L’Écosse a franchi un pas historique le 2 mars 2026 en devenant le premier pays du Royaume-Uni à légaliser l’aquamation, une méthode funéraire qui dissout le corps humain dans de l’eau chauffée à 150 degrés. Aussi appelée crémation verte ou crémation par l’eau, cette technique est présentée comme une alternative nettement plus écologique à la crémation classique. Si elle séduit déjà dans plusieurs régions du monde, en France, elle reste strictement interdite par la loi.
En bref
- —L’Écosse est le premier pays du Royaume-Uni à légaliser l’aquamation
- —La technique émet 7 fois moins de CO₂ que la crémation classique
- —En France, la pratique reste interdite sans loi en vue
Un procédé qui accélère la décomposition naturelle du corps
L’aquamation repose sur un principe chimique : la dissolution du corps humain dans un liquide alcalin sous pression. Le défunt est d’abord enveloppé dans un linceul biodégradable, généralement en soie ou en laine, avant d’être placé dans une cuve hermétique.

Cette cuve est remplie d’un mélange composé d’environ 95 % d’eau et 5 % d’hydroxyde de potassium, chauffé à près de 150 degrés Celsius sous pression. Ces conditions accélèrent considérablement le processus naturel de décomposition qui, dans le sol, s’étale normalement sur plusieurs dizaines d’années.
À l’issue du processus, il ne reste que les os du défunt, soigneusement rincés, séchés, puis réduits en poudre à l’aide d’un appareil spécialisé appelé le crémulateur. La famille reçoit ces cendres, comme après une crémation traditionnelle. Le coût de la prestation serait similaire, voire légèrement supérieur, à celui d’une crémation classique.
Des funérailles en pleine mutation
En France, la crémation représentait à peine 1 % des obsèques en 1980. Elle en représente désormais 46 % selon une enquête OGF-Ipsos de 2024, soit près d’une sur deux. Cette évolution profonde des pratiques funéraires reflète des changements de mentalité qui pourraient, à terme, ouvrir la voie à d’autres alternatives comme l’aquamation, l’humusation ou la cryomation.
Sept fois moins polluant que la crémation : un bilan écologique sans équivalent
Le principal avantage mis en avant par les partisans de l’aquamation est son empreinte carbone très réduite. Une crémation classique génère en moyenne 320 kilogrammes de dioxyde de carbone, principalement en raison de la combustion à haute température et de la consommation de combustibles fossiles nécessaire aux fours crématoires.

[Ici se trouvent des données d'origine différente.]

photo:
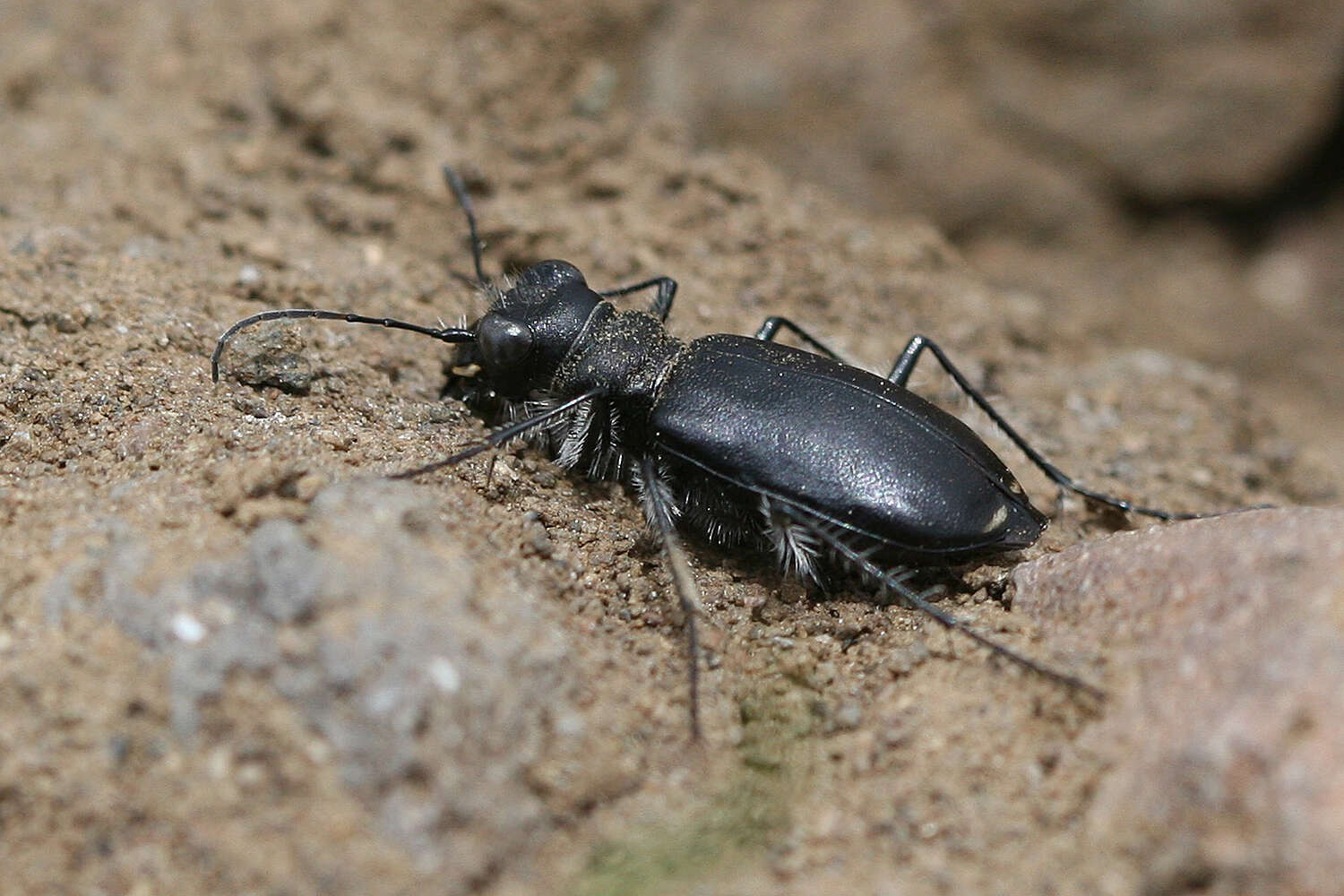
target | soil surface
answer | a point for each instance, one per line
(234, 659)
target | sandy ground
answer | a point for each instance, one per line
(236, 659)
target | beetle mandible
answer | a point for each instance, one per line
(744, 441)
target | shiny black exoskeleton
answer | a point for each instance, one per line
(741, 440)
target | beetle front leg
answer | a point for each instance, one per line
(771, 328)
(900, 375)
(661, 306)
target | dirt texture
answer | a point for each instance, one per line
(234, 659)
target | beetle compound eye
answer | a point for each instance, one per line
(503, 343)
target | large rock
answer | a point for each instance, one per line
(1228, 689)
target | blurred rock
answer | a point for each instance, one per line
(1226, 648)
(1031, 116)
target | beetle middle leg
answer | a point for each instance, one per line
(660, 509)
(771, 325)
(900, 375)
(661, 306)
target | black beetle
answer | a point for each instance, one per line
(744, 441)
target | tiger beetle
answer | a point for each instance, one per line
(744, 441)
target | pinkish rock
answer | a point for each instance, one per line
(1225, 642)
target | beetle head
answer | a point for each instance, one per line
(530, 328)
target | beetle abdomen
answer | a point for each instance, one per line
(843, 445)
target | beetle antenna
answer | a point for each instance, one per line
(441, 333)
(917, 600)
(464, 199)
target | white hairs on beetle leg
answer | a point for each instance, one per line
(796, 546)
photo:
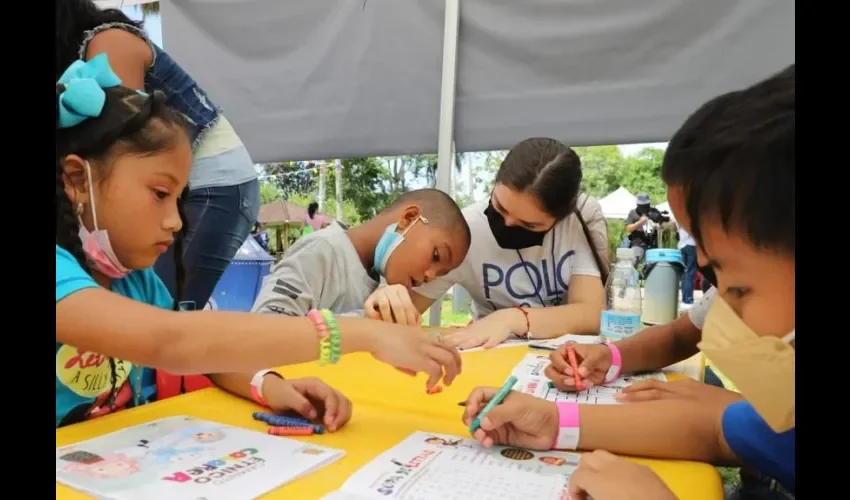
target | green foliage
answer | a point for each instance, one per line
(268, 192)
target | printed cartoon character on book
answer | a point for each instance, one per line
(112, 471)
(450, 443)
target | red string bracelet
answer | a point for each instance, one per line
(527, 322)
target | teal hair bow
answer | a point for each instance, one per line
(83, 97)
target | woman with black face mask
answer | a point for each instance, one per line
(539, 254)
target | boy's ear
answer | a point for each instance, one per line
(408, 215)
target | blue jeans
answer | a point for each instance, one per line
(710, 378)
(219, 221)
(689, 260)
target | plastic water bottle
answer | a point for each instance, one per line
(621, 316)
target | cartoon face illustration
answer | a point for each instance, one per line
(443, 442)
(556, 461)
(208, 436)
(109, 467)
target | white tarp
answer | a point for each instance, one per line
(117, 4)
(345, 78)
(617, 204)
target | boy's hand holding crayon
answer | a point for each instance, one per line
(593, 361)
(309, 397)
(520, 420)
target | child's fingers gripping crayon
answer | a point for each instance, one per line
(290, 431)
(571, 354)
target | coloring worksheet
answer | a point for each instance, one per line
(184, 458)
(440, 467)
(531, 380)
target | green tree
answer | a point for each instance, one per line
(268, 192)
(602, 168)
(642, 173)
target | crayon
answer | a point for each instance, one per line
(290, 431)
(497, 399)
(571, 354)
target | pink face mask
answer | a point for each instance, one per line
(99, 253)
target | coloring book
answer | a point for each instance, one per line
(184, 458)
(439, 467)
(531, 380)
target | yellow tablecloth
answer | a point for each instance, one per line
(388, 407)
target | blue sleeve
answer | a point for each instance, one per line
(757, 445)
(155, 290)
(70, 276)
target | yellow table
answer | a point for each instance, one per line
(388, 407)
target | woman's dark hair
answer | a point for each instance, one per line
(734, 159)
(73, 19)
(130, 123)
(312, 208)
(551, 171)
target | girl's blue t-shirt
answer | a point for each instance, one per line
(84, 379)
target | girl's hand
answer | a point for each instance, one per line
(604, 476)
(309, 397)
(412, 350)
(490, 331)
(392, 304)
(651, 390)
(593, 360)
(520, 420)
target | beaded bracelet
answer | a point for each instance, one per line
(322, 331)
(331, 345)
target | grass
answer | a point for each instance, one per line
(448, 317)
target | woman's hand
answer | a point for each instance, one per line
(413, 350)
(491, 330)
(604, 476)
(520, 420)
(652, 390)
(593, 360)
(310, 398)
(392, 304)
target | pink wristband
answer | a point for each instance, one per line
(616, 363)
(568, 426)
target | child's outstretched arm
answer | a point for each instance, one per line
(96, 320)
(670, 429)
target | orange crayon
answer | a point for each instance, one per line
(571, 353)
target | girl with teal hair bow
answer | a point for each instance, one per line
(122, 170)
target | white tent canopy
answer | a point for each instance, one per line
(117, 4)
(617, 204)
(348, 78)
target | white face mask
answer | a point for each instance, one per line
(96, 244)
(762, 368)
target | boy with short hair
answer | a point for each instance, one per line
(420, 236)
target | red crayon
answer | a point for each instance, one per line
(291, 431)
(571, 353)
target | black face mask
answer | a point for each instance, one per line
(511, 238)
(708, 273)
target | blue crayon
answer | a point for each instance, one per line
(283, 421)
(287, 422)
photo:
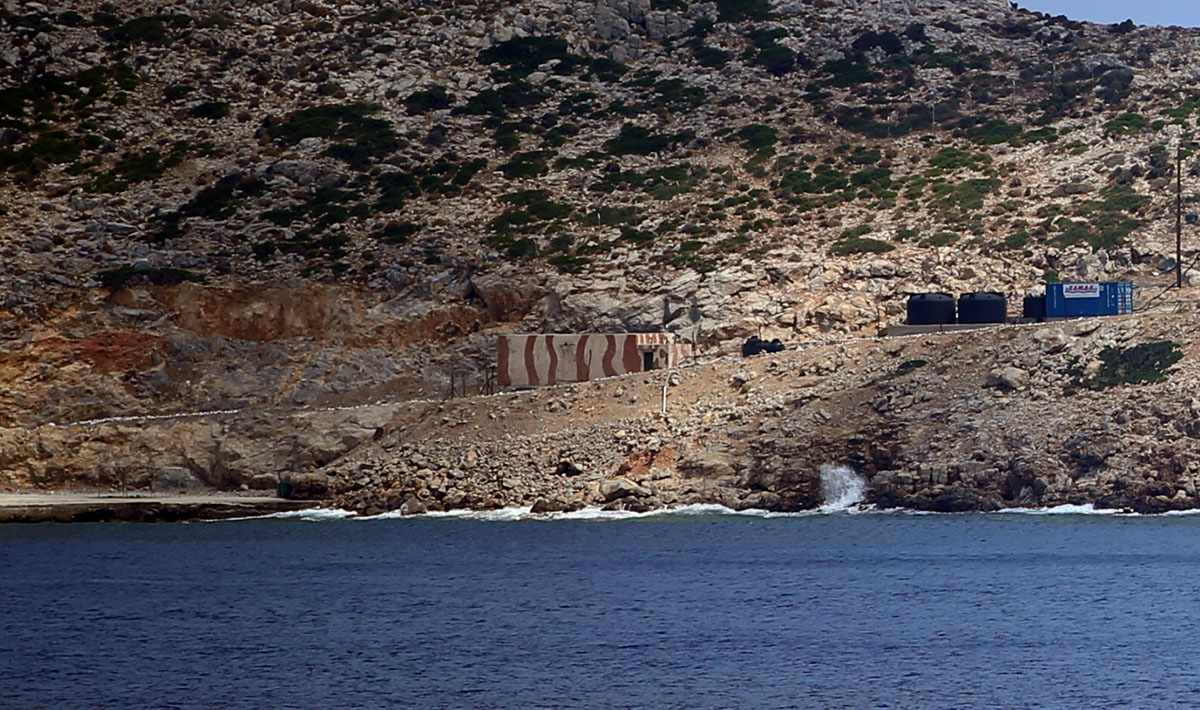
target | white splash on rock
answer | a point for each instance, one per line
(841, 487)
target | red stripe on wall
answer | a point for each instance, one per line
(502, 362)
(610, 352)
(552, 375)
(581, 363)
(531, 365)
(630, 359)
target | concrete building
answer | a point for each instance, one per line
(540, 360)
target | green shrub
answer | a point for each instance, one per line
(135, 168)
(1015, 240)
(613, 216)
(711, 56)
(965, 196)
(523, 55)
(117, 278)
(209, 109)
(526, 164)
(861, 245)
(949, 160)
(360, 139)
(744, 10)
(53, 146)
(864, 156)
(1138, 365)
(397, 232)
(498, 102)
(757, 137)
(1126, 124)
(676, 95)
(942, 239)
(990, 131)
(219, 200)
(178, 91)
(150, 30)
(607, 70)
(538, 204)
(639, 140)
(849, 72)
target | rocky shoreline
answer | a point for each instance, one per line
(95, 507)
(1090, 411)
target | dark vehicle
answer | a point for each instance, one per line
(755, 346)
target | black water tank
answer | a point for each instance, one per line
(983, 307)
(1035, 307)
(930, 308)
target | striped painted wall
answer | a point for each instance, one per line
(540, 360)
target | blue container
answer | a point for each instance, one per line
(1075, 300)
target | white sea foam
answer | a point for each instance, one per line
(841, 487)
(1066, 510)
(840, 507)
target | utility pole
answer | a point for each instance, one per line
(1179, 215)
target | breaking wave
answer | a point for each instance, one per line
(841, 488)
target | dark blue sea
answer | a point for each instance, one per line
(681, 611)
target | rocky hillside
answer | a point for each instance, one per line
(276, 206)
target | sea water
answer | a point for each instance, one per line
(697, 608)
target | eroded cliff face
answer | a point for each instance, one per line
(1017, 416)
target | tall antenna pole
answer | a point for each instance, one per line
(1179, 215)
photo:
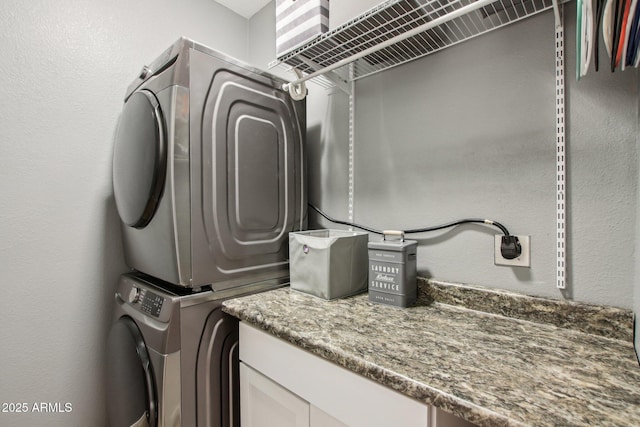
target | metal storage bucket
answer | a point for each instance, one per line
(328, 263)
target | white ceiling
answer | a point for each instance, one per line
(244, 8)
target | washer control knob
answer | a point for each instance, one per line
(134, 295)
(144, 73)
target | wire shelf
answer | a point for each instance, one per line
(399, 31)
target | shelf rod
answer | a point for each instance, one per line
(424, 27)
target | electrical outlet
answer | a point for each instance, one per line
(524, 260)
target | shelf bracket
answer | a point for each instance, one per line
(561, 192)
(332, 76)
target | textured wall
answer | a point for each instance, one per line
(469, 132)
(65, 67)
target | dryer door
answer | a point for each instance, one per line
(139, 159)
(131, 391)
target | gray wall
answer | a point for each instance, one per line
(64, 70)
(469, 132)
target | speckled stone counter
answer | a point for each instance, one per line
(467, 350)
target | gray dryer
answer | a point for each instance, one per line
(208, 170)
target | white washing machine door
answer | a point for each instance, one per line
(131, 389)
(139, 159)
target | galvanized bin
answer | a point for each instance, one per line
(393, 271)
(329, 264)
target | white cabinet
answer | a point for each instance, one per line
(280, 380)
(264, 403)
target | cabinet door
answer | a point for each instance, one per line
(264, 403)
(441, 418)
(319, 418)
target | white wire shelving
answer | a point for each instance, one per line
(399, 31)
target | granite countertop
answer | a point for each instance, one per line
(492, 357)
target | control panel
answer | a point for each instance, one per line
(148, 302)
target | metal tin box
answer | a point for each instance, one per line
(329, 264)
(392, 271)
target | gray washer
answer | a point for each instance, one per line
(172, 360)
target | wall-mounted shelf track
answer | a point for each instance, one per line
(399, 31)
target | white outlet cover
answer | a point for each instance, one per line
(524, 260)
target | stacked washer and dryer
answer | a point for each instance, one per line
(208, 177)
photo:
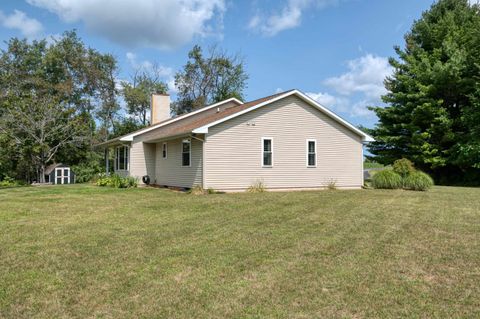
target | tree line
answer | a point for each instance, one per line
(432, 115)
(59, 97)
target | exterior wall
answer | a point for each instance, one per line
(170, 171)
(142, 160)
(233, 149)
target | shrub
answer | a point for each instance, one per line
(387, 179)
(257, 187)
(85, 173)
(418, 181)
(197, 190)
(403, 167)
(116, 181)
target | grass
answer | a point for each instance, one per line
(82, 251)
(370, 165)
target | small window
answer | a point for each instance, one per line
(186, 152)
(311, 153)
(164, 150)
(267, 156)
(121, 158)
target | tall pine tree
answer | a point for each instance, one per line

L’aquamation, elle, émettrait sept fois moins de CO₂. Le procédé n’utilise pas de flammes et les effluents liquides issus du processus sont traités par le réseau d’assainissement, évitant toute émission directe dans l’atmosphère.
Ces chiffres prennent d’autant plus de relief que la crémation est en plein essor. À mesure qu’elle se normalise dans les sociétés occidentales, la question de son impact environnemental devient centrale pour un nombre croissant de familles qui souhaitent des obsèques cohérentes avec leurs convictions écologiques.